Heterozygous FH (HeFH)

• More common (prevalence ~1/500) 2
• Presents with:
  • LDL-C typically 2-3 times normal levels
  • Premature CHD (men: 30-50 years, women: 50-70 years) 2
  • Physical findings may develop in adulthood

Homozygous FH (HoFH)

• Rare but severe form
• Presents with:
  • Markedly elevated LDL-C (typically >13 mmol/L or >500 mg/dL) 2
  • Earlier and more pronounced clinical phenotype 2
  • Cutaneous and tendinous xanthomas appearing in childhood 2
  • Very early onset cardiovascular disease (often in childhood or adolescence)

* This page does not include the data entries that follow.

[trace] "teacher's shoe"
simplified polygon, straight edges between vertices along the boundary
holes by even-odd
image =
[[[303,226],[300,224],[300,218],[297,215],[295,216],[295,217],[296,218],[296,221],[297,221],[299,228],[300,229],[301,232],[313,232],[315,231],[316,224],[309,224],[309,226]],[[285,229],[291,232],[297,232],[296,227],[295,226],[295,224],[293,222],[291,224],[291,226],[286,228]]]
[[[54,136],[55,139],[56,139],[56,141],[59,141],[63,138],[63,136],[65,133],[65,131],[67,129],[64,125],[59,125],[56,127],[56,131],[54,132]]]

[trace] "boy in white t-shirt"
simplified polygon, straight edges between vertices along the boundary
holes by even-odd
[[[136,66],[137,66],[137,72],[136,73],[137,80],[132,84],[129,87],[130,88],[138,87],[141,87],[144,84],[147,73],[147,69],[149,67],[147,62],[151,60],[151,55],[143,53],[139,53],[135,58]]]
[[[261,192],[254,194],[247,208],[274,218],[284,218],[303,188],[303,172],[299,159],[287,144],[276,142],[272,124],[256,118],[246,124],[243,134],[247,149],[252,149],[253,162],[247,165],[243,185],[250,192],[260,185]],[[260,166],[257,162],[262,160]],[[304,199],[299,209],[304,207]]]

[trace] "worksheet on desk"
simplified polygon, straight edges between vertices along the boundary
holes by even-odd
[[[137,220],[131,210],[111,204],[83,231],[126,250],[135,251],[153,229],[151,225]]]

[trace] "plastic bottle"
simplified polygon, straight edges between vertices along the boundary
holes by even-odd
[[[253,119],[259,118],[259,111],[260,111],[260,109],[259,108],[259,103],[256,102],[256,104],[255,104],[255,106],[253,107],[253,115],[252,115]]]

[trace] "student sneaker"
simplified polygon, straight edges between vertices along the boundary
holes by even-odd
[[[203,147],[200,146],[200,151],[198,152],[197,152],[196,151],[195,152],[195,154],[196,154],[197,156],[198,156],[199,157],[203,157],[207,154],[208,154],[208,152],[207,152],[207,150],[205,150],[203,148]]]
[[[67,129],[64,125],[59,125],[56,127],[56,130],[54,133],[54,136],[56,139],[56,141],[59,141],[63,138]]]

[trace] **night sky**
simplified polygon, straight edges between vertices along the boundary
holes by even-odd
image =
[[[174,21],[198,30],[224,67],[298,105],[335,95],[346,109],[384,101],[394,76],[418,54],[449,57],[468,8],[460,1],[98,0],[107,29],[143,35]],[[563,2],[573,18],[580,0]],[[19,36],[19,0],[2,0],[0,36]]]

Complications and Prognosis

• Premature atherosclerotic cardiovascular disease is the major complication 4
• Aortic valve stenosis may develop due to cholesterol deposition
• Without treatment:
  • 50% of men with HeFH will develop coronary heart disease by age 50
  • 30% of women will develop it by age 60 2

Diagnostic Pitfalls

• Underdiagnosis: FH is frequently underdiagnosed despite its relatively high prevalence 1
• Missed diagnosis in treated patients: Those receiving early lipid-lowering therapy may not develop characteristic physical findings like tendon xanthomas 1
• Failure to adjust LDL-C values: Not accounting for patients already on lipid-lowering therapy can lead to missed diagnoses 1
• Genetic testing limitations: A negative genetic test does not rule out FH if clinical presentation strongly suggests the condition 1
• Phenotypic variability: Some individuals with confirmed genetic mutations may have less severe LDL-C elevations 2

Early identification of FH is crucial as prompt treatment significantly reduces cardiovascular morbidity and mortality. Cascade screening of family members should be initiated once an index case is identified to enable early intervention in affected relatives.